Re: [Bug: 21.5-b25] Problems with latin-unity and VM

Wednesday, 7 February 2007

 Ar an seachtú lá de mí Feabhra, scríobh Joachim Schrod: 

...
 [...] But I still want to address that either I don't understand
the
 precondition under which latin-unity operates or that precondition has a
 flaw.

 This is a buffer where the buffer-file-coding-system has been
 explicitly set to binary. I would have expected that latin-unity does
 NOT attempt to change the encoding at all for such files -- after all,
 they are declared as binary and the notion of Latin characters in
 binary files makes no sense. 
That’s what the FSF have. We (XEmacs) don’t distinguish iso-8859-1 and
binary in your sense; they do.
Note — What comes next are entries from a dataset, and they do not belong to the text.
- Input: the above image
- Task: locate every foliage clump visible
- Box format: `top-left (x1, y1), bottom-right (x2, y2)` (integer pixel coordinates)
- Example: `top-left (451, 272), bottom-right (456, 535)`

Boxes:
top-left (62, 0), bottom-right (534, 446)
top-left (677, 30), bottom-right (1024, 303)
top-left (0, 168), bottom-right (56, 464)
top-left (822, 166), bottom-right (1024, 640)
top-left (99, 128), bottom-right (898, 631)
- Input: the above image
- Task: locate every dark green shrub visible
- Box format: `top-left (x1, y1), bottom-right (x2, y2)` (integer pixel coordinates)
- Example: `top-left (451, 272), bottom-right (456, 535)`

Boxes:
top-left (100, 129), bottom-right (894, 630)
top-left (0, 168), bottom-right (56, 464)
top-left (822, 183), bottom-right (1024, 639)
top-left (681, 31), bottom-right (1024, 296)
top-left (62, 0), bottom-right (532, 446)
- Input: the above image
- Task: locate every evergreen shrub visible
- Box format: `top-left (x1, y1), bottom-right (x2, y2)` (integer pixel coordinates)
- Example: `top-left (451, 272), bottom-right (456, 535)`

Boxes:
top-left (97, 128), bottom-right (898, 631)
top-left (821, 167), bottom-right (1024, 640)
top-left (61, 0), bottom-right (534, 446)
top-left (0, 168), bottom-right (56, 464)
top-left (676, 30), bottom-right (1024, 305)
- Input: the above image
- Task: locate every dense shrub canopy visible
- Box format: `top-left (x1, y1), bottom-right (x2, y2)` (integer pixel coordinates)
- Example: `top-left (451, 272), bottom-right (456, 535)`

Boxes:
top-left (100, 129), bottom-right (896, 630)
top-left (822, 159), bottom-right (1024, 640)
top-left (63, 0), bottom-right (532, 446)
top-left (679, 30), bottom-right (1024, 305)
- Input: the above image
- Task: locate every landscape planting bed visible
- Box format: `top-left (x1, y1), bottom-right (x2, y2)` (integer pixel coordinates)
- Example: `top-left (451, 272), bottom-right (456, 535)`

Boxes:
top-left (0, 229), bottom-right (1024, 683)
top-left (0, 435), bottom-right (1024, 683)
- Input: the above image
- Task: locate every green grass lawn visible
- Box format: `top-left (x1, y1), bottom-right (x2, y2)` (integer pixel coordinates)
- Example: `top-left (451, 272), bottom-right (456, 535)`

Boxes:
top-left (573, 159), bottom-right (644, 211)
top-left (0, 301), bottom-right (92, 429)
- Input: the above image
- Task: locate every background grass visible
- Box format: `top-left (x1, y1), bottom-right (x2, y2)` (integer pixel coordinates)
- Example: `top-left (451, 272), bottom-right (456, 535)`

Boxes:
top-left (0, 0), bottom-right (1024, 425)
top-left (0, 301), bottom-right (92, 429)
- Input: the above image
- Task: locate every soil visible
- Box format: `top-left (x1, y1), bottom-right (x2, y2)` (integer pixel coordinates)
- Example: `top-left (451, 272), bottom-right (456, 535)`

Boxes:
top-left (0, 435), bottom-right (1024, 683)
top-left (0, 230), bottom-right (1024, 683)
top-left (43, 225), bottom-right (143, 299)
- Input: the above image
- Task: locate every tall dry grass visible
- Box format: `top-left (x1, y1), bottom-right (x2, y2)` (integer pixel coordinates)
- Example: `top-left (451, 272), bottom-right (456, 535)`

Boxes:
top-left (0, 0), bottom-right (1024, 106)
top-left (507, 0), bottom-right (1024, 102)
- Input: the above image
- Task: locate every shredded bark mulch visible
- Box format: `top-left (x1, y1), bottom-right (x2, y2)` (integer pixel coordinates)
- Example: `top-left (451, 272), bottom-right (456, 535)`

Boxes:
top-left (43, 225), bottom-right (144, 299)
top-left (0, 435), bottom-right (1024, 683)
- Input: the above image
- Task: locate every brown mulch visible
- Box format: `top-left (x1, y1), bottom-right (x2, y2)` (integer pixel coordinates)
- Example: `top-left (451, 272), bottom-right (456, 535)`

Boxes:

Neither version distinguishes ASCII and
binary.

...
 By definition, binary files consist only of octets and should be
written
 out as-is, without any attempt to change any octets. 
But if the corresponding buffer contains characters that have no clear
mapping to octets with the binary coding system, writing that buffer to disk
will lose data.

control-1 characters have a clear mapping to octets with the binary coding
system. latin-unity not knowing about that mapping is the bug.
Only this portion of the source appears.